Rnf31-flox Mouse

Rnf31, also known as Ring Finger Protein 31, is an E3 ubiquitin ligase and a core component of the linear ubiquitin chain assembly complex (LUBAC). It is involved in ubiquitination, a post-translational modification of proteins, and participates in regulating multiple signaling pathways, such as the NF-κB pathway [7,6]. It has significant importance in various biological processes and diseases.

Genetic ablation of Rnf31 in cancer cells strongly sensitizes them to killing by innate natural killer (NK) cells and adaptive CD8+ T cells in a TNF-dependent manner, suggesting Rnf31 inhibition could be a clinical opportunity for immunotherapy-refractory cancers [1]. In hepatocytes, Rnf31 alleviates liver steatosis by promoting p53/BNIP3-related mitophagy. Reducing Rnf31 expression leads to mitochondrial dysfunction, disturbed mitophagy, and increased steatosis [2].

In triple-negative breast cancer (TNBC), Rnf31 depletion increases cell proliferation and migration, while Rnf31 represses cell progression and immune evasion via YAP/PD-L1 suppression, indicating its tumor-suppressive function in TNBC [3]. In B16 melanoma cells, lacking Rnf31 impairs tumor growth by increasing intratumoral CD8+ T cells infiltration, as Rnf31 promotes tumorigenesis by inhibiting RIPK1 kinase-dependent apoptosis [4].
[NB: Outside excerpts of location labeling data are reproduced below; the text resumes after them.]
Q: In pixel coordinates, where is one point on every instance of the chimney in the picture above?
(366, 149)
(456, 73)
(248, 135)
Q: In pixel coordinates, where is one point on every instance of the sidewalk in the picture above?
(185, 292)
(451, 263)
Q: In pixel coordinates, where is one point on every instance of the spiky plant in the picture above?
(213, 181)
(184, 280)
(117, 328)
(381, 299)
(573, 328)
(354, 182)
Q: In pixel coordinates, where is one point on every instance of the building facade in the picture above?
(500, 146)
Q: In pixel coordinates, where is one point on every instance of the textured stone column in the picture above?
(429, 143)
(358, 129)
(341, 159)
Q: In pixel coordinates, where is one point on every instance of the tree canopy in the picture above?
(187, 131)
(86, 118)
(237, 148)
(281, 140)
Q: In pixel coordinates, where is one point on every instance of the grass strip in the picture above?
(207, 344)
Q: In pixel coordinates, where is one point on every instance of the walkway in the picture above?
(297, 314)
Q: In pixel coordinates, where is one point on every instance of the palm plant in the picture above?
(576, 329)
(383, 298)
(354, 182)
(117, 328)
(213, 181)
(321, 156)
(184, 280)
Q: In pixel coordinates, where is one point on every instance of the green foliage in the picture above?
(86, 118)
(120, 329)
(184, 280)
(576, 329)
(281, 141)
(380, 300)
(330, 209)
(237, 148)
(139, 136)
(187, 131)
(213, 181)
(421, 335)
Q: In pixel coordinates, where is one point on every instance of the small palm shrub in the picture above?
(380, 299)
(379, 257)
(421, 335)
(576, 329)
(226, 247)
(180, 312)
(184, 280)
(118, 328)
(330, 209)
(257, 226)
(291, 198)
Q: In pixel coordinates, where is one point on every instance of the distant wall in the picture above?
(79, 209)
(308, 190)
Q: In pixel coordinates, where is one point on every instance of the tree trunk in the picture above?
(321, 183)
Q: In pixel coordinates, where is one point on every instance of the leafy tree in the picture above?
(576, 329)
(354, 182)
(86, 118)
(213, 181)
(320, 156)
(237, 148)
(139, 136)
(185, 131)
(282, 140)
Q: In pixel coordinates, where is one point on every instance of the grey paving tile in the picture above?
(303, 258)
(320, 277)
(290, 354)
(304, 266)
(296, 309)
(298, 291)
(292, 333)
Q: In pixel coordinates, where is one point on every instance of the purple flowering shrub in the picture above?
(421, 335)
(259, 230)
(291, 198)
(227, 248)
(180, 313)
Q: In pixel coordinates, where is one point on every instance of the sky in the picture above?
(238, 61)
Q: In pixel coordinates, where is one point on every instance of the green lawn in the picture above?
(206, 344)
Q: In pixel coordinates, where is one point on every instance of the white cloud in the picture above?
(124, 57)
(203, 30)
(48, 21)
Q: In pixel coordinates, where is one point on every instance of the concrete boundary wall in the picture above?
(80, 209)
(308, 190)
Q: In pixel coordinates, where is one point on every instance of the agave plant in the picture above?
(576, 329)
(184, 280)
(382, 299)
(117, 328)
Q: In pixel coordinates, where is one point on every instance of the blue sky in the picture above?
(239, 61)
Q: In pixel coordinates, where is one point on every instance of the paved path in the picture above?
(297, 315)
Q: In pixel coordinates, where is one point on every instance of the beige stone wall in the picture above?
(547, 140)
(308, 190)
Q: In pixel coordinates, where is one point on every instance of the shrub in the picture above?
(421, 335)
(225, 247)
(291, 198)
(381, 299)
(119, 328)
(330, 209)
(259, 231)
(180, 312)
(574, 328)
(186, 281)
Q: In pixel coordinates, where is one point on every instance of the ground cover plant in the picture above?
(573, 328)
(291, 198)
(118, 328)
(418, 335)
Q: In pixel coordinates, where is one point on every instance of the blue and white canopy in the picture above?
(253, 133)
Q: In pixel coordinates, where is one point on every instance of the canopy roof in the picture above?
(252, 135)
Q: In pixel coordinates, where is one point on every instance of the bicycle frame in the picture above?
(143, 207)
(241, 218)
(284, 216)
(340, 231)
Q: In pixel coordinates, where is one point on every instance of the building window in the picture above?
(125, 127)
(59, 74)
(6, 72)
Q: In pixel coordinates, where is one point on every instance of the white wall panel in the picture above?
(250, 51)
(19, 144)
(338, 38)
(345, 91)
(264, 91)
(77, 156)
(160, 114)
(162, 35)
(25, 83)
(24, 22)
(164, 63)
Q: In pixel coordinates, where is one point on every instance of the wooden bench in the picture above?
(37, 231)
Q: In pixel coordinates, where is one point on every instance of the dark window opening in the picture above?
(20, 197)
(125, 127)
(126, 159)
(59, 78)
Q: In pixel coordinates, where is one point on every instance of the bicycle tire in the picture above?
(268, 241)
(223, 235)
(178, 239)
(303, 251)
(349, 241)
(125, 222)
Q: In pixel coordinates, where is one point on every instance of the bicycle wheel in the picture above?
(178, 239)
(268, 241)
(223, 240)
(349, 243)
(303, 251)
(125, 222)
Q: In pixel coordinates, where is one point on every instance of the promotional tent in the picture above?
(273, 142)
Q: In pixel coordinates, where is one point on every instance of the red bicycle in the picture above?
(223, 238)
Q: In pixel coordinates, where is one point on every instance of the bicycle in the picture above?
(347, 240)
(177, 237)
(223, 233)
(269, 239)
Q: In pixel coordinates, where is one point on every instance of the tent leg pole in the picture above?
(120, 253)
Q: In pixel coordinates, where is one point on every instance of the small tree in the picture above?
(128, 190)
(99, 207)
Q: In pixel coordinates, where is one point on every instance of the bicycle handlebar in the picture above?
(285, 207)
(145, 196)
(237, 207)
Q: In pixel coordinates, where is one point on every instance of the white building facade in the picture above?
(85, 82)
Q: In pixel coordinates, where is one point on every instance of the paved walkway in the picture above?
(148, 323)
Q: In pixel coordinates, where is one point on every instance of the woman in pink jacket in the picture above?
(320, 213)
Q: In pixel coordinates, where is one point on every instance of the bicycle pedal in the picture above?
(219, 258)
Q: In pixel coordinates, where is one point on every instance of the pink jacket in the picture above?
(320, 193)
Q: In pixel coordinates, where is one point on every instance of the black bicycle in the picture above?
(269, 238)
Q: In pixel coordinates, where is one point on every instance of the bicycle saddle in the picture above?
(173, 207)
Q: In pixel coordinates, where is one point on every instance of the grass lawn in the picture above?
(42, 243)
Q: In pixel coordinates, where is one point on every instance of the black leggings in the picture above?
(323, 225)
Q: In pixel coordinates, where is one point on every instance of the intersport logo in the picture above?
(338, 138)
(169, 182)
In neonatal necrotizing enterocolitis (NEC), Rnf31-mediated IKKα ubiquitination aggravates inflammation and intestinal injury through regulating NF-κB activation, and suppressing Rnf31-mediated IKKα degradation may be a therapeutic strategy for NEC [5]. In hepatocellular carcinoma (HCC), high Rnf31 expression is related to worse survival rates, and Rnf31 promotes tumor aggressiveness via NF-κB activation [6].

In ulcerative colitis (UC), Rnf31 expression is elevated. Rnf31 knockdown reduces NLRP3 inflammasome activation, and in vivo Rnf31 knockdown mice show reduced NLRP3 expression and alleviated DSS-induced tissue inflammation. Also, Rnf31 promotes NRF2 degradation, and depleting Rnf31 relieves DSS-induced colitis in mice [8,9]. In acute liver injury, Rnf31 degrades A20 by ubiquitination and activates the TLR4/MyD88/NF-κB signaling pathway to aggravate the injury [10].

In conclusion, Rnf31 plays diverse roles in multiple biological processes and diseases. Gene-knockout studies have revealed its importance in tumorigenesis, immune-cell-mediated tumor killing, liver steatosis, and inflammatory diseases such as NEC, UC, and acute liver injury. These findings provide insights into potential therapeutic strategies targeting Rnf31 for treating related diseases.